Через какую-то минуту, краем выпученного глаза он засек их ответную реакцию. Анечка и ее друг что-то уж очень вяло доедали свои сосиски. Тогда он оторвался от собственных молока и сала, еще раз миролюбиво оскалился в их сторону, словно извиняясь за вторжение и причиненные неудобства. Аня и Вилка глаз не отвели, они тоже попытались улыбнуться в ответ. Если бы Дружников был тогда хоть немного в курсе Анечкиного несытого прошлого, то понял бы, что попал даже не в бровь, а в самый глаз, но и без этого знания все шло, как по писаному. Анечка, дожевав без аппетита сосиску, потянулась уже пальчиками к воздушному пирожному «безе», которыми славился их буфет, своему любимому дневному угощению, и, украдкой кинув взгляд на Дружникова с его салом в бумажке, вдруг отдернула руку назад. Она первая и обратилась к нему:
– Олег? – позвала девушка, неуверенно, словно сомневалась, что правильно помнит его имя. Он поднял голову и посмотрел вопросительно. – Хочешь пирожное? Это очень вкусно с молоком.
– Нет, спасибо. У меня свое, – ответил он твердо и нарочито обиженно. Насупившись, уткнулся демонстративно во второй свой неприглядный бутерброд.
– Да нет, ты не понял, то есть, я хотела сказать…, – торопливо залопотала Анечка, чувствуя, что вляпалась в неловкость, – в смысле, я уж так объелась, что больше не могу.

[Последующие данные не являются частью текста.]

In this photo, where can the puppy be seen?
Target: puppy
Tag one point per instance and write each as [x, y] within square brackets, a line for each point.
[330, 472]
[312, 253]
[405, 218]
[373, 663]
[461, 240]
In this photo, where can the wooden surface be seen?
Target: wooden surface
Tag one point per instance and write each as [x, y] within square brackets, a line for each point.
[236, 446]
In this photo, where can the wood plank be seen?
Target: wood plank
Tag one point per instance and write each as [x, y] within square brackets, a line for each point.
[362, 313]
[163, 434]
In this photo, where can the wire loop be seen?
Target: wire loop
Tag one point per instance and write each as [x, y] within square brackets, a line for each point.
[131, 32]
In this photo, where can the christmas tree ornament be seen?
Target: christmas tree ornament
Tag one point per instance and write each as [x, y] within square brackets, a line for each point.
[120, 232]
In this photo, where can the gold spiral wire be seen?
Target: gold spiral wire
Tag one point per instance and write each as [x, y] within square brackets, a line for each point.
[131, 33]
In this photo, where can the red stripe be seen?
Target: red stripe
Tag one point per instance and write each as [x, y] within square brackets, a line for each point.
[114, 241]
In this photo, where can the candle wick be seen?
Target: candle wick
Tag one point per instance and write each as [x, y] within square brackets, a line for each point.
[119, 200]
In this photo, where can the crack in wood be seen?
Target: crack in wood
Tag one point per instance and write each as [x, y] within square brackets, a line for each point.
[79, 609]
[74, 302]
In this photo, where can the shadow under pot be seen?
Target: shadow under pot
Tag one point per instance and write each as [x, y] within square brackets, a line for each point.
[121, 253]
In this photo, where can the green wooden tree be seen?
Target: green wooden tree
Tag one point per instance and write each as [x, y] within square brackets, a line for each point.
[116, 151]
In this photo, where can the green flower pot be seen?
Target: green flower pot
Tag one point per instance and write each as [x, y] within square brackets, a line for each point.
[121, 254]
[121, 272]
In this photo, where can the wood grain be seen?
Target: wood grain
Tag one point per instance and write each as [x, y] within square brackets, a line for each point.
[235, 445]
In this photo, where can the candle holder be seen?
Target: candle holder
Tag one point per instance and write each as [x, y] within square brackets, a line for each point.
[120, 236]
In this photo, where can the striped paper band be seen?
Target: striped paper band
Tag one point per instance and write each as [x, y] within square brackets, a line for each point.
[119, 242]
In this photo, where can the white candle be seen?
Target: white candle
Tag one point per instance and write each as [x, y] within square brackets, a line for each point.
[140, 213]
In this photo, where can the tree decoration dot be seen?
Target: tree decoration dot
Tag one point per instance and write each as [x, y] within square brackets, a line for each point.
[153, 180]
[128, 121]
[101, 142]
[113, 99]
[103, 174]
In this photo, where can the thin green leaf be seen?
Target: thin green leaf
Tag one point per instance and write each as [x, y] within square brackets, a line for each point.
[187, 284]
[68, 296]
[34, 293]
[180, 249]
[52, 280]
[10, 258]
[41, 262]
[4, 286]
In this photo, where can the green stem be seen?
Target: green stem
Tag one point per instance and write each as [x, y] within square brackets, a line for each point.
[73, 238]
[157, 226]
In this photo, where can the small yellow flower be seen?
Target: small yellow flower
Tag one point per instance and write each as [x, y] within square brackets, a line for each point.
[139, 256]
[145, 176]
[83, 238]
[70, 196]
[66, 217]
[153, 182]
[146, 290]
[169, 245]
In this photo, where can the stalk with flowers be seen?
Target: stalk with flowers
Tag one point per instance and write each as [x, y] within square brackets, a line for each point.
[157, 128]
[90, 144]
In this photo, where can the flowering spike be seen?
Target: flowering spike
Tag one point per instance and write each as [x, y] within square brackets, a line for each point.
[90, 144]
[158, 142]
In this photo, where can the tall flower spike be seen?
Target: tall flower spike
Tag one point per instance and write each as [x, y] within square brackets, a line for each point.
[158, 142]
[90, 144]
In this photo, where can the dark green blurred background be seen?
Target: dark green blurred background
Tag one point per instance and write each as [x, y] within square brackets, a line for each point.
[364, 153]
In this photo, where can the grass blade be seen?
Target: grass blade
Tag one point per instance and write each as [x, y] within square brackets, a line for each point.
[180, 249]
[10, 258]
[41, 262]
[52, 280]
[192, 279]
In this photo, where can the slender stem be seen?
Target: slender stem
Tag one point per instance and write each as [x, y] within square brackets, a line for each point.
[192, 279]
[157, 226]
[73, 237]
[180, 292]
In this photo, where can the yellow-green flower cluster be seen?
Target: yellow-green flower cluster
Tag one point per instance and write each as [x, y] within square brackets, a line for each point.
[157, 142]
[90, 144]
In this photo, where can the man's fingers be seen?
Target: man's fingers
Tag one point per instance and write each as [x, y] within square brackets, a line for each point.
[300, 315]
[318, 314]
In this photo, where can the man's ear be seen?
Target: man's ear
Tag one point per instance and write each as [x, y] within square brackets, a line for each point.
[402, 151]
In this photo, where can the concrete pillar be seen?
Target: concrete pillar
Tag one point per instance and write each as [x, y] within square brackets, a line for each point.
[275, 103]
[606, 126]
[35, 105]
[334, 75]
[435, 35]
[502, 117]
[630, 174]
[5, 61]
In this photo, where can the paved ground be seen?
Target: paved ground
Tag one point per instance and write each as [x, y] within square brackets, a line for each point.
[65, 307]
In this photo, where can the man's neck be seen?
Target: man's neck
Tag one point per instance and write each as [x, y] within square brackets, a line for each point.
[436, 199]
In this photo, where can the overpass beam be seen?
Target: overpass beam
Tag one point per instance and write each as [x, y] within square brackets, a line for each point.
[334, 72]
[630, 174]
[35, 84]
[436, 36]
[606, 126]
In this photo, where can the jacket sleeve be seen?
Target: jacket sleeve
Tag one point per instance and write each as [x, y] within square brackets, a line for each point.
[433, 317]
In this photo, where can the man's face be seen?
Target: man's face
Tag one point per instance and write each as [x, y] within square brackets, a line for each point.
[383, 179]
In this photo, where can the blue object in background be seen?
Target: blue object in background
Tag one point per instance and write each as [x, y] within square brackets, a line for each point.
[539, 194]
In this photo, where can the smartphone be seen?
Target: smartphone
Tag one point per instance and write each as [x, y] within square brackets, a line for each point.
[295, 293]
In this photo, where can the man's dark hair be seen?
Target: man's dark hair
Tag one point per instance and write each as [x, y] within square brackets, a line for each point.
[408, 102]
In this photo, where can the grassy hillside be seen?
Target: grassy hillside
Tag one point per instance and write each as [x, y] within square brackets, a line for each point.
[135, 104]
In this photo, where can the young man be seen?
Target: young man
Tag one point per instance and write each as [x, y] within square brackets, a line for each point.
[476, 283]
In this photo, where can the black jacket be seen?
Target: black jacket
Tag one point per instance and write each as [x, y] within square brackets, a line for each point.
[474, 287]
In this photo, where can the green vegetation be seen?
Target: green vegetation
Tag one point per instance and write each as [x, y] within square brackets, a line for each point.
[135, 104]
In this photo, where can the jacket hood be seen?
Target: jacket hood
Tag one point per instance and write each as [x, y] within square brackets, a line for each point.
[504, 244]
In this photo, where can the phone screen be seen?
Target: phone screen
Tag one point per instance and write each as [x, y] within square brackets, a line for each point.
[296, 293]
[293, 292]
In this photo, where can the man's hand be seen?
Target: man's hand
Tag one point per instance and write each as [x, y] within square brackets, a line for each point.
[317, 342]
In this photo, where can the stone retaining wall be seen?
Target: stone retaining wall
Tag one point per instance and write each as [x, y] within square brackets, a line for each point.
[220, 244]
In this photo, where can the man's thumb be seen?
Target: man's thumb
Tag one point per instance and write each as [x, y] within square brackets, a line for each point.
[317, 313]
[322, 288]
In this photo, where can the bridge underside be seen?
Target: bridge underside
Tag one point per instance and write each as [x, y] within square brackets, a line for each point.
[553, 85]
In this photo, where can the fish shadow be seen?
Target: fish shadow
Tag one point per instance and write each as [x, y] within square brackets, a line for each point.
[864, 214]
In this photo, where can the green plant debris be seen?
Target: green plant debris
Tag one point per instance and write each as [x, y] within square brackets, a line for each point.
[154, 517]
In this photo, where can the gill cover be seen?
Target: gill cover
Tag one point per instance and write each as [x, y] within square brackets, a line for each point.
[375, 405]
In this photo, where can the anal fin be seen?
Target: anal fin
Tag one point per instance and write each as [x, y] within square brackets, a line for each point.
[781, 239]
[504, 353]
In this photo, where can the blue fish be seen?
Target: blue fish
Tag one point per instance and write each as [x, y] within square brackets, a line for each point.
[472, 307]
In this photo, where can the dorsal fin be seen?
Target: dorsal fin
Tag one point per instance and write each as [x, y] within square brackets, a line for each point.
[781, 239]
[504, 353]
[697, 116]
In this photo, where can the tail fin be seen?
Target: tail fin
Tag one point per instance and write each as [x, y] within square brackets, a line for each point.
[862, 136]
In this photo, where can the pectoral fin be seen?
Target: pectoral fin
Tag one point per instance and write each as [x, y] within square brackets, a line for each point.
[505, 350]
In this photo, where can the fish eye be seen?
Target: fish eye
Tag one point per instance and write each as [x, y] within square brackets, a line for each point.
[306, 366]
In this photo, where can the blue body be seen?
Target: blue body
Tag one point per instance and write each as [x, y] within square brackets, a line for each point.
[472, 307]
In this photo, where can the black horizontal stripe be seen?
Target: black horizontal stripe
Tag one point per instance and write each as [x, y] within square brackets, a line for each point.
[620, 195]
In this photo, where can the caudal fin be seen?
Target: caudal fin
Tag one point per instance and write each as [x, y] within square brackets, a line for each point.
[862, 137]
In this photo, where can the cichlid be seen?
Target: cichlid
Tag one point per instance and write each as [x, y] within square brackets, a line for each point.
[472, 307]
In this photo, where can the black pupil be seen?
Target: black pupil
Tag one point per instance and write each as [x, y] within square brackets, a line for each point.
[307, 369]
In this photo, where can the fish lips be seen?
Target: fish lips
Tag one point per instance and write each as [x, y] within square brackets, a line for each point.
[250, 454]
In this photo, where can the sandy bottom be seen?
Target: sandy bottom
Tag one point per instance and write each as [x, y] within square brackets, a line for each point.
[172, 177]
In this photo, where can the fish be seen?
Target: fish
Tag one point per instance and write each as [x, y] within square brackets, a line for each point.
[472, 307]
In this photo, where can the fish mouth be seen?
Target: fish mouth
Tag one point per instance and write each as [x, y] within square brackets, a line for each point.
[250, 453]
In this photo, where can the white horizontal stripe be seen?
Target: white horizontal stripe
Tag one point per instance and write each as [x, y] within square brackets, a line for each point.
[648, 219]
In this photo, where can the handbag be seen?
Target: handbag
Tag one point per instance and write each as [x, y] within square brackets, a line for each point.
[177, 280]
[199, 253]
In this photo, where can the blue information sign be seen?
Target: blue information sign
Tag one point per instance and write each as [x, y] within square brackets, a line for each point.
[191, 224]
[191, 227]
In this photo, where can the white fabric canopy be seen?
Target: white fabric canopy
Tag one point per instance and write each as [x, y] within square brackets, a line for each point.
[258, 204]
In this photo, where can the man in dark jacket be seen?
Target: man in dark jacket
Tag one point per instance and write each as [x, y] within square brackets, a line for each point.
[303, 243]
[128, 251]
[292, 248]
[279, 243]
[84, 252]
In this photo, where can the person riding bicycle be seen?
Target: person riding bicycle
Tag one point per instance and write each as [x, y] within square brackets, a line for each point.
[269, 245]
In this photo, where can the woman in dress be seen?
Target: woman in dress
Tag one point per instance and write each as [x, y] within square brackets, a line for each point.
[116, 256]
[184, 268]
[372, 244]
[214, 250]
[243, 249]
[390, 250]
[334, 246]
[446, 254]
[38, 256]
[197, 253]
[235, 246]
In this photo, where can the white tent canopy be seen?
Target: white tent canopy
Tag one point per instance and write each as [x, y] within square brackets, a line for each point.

А Вилка сладкое не любит. Жалко же, пропадет. Может, ты хочешь?
Получилось совсем плохо, и Анечка это поняла, когда уже договорила. Теперь выходило, что она предлагала еду, которую все равно предстояло выкинуть. И чтоб не пропало добро, отдавала пирожное голодному соседу. Дружников вместо слов ужасно выкатил глаза, и казалось, подавился своим салом. Однако, тут в свою очередь Вилка догадался, что пора спасать лицо и положение, и вмешался:
– Я, правда, сладкое не люблю. А то бы съел. Ты не думай, Анюта не потому пристала, что у тебя сало, а у нас пирожные. Она действительно не хочет, – и, видя, что в чем-то уловил верный тон, и Дружников смотрит на него уже без враждебности, Вилка по вдохновению изменил тактику, – Подумаешь, здесь все друг с другом чем-то делятся. С тарелки на тарелку. А с твоей стороны так даже и нечестно!
– Чего? – словно бы обалдел от неожиданного «наезда» Дружников.
– То! – Вилка, вытаскивая ситуацию, стал развивать успех, – Уже семестр заканчивается, как мы в одной группе, а ты будто на луне живешь. Ходишь один, как Штирлиц. Подумаешь, сало! Если считаешь себя выше всех, значит, так тебе и надо. Тоже мне, гордая бедность. А другие что, не люди?
– Я не считаю себя выше всех, – пробубнил не очень красиво Дружников с набитым ртом.
– А не считаешь, так ешь. Не то, как дам тарелкой по башке, – Вилка позволил себе и рассмеяться, – Нашелся тут. Алеша Пешков.
Дружников пирожное нехотя, но взял. Анечка и Вилка стояли рядом до тех пор, пока он не доел все, до последней крошки. Потом Анечка пригласила:
– Пойдемте все втроем в аудиторию. Места на лекцию занимать. Сейчас у нас «кирпич», – напомнила она. Так в студенческом кругу именовали толстенный талмуд по истории КПСС, – пропускать нельзя, а то влетит крепко.